Published: 26th April 2022
Genre: Mythological Fiction
Trigger warnings: Child death, animal sacrifice, violence/injury detail
The House of Atreus is cursed. A bloodline tainted by a generational cycle of violence and vengeance. This is the story of three women, their fates inextricably tied to this curse, and the fickle nature of men and gods.
The sister of Helen, wife of Agamemnon – her hopes of averting the curse are dashed when her sister is taken to Troy by the feckless Paris. Her husband raises a great army against them, and determines to win, whatever the cost.
Princess of Troy, and cursed by Apollo to see the future but never to be believed when she speaks of it. She is powerless in her knowledge that the city will fall.
The youngest daughter of Clytemnestra and Agamemnon, Elektra is horrified by the bloodletting of her kin. But, can she escape the curse, or is her own destiny also bound by violence?
This book brings together three immensely powerful female perspectives to create a classical retelling that carries enormous depth and explores wide-ranging themes. Written with the utmost elegance and delivering seamless characterisation, the contrast of emotions portrayed throughout its beguiling narrative make it a wholly immersive read from start to finish.

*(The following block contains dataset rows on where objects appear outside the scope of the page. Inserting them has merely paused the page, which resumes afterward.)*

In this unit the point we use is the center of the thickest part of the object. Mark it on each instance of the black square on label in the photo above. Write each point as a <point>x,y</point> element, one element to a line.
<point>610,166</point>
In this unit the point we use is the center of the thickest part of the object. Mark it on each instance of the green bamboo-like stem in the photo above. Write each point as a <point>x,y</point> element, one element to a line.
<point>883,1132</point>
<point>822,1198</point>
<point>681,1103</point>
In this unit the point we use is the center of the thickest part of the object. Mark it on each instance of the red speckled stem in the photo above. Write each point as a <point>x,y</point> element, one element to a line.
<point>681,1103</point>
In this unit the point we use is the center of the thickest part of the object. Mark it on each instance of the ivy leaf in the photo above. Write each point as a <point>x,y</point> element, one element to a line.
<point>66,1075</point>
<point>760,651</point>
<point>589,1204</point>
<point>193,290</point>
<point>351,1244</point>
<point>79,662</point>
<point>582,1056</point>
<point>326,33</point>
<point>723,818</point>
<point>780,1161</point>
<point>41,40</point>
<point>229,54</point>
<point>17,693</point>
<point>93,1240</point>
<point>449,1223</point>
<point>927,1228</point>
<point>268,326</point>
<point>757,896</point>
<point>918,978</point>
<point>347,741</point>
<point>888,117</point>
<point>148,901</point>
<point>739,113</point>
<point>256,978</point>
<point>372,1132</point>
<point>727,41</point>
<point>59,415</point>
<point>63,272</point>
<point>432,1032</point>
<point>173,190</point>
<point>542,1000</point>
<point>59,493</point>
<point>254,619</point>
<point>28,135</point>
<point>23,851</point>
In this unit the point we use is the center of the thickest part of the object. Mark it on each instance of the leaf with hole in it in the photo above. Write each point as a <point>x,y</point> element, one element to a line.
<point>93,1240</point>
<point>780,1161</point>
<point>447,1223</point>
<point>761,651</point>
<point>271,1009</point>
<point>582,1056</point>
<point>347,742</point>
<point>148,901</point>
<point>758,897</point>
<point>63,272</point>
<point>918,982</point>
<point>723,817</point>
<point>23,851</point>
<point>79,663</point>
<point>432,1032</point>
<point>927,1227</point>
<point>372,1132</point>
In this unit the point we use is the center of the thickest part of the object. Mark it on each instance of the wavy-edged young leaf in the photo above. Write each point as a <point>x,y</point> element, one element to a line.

Trojan princess Cassandra has always coveted the power of being able to see into the future, and in order to be granted that wish she devotes her life to the service of Apollo. However, when the god finally appears before her and she refuses to submit to his will, he retaliates by inflicting a curse that allows her to look into the future, but nobody will ever believe her words. Therefore, when Cassandra forecasts the downfall of Troy, she is viewed as insane.
Clytemnestra is the queen of Mycenae and after the war is prompted by the kidnap of her sister Helen, she watches on as her husband Agamemnon leaves to command the Greeks. Before they set off, Agamemnon commits a shocking sacrifice to gain the favour of the gods, and in the years that follow a grief stricken Clytemnestra is hell-bent on carrying out the ultimate revenge.
Her youngest daughter is Elektra, who worships her father and is keenly awaiting his victorious return. As Clytemnestra becomes more distant and scheming, Elektra develops a burning hatred of her mother and attempts to defy her at every opportunity, determined to escape the unending cycle of violence that has beset Mycenae for many years until eventually being forced to confront it.
The plot of course follows the classic literature, but it is where the narrative is focused that sets it apart. We live inside the minds of the three main characters, who all possess a different kind of strength, and experiencing the story through their eyes is extremely compelling – in particular the increasingly tense dynamic between Clytemnestra and Elektra.
Events such as Iphigenia’s fate and Cassandra’s cursed existence are approached in a completely new light, and it was fascinating to see how these defining moments shaped what was to come and owed so much to the hidden presence of the gods. There is vengefulness absolutely everywhere you look and the challenges faced by each protagonist keep things intense. The only problem is that the pacing does get rather slow on occasion.
Although Elektra is the title character, she is not the main narrator, as equal amounts of the book are told from the perspectives of Clytemnestra and Cassandra. All of them are written in the first person and they compliment each other well, with each of their storylines richly developed, having a meticulous attention to detail and an emotional weight.
The change in Clytemnestra is noticeable from the moment she meets Agamemnon at the start to when she suffers a devastating loss at his hands, as retribution becomes her obsession. The fact that Elektra sees things from the opposing view and regards her mother with open resentment is an intriguing setup and creates a moral dilemma for the reader. Although Elektra is the more likeable, both points of view evoke sympathy in some ways.
It is through Clytemnestra that we see Agamemnon, who is steely and quite reserved when first introduced before turning ruthless and power-hungry, while Elektra can only see him in a positive light. Aegisthus is a slippery character and his arrival further complicates matters, with Elektra falling deeper into isolation aside from her affecting relationship with Georgios.
Cassandra is one of the most tragic characters in Greek myth and as well as representing a shift in focus from the other two protagonists, her portrayal is refreshingly authentic. Whereas she is often depicted as mad and not fully present, here she is given the human treatment she deserves and you are made to feel genuine sadness at her plight. It was nice to see the frequently maligned Helen come across as multi-dimensional, too.
The writing is sumptuously lyrical and descriptive in a way that extracts huge emotional depth, with some particularly meaningful lines that eloquently capture the wave of feelings each of the protagonists encounter along the way. It is elaborate and may make the story a little more dense, but most of the time you just cannot help getting swept away by it.
Overall, this is a seriously impressive retelling which brings new perspectives to the fore and revels in the intricate details of a mythology that rarely grows the least bit tiresome. Sometimes the pace could have been more brisk, but the delightful prose and the excellent insight into the minds of each character ensure that it is massively absorbing fare.
While not quite as phenomenal as Ariadne, this is another accomplished Greek mythology retelling from Jennifer Saint, who really does know the story and the characters so well. Her writing is stunning, and that only added to my enjoyment.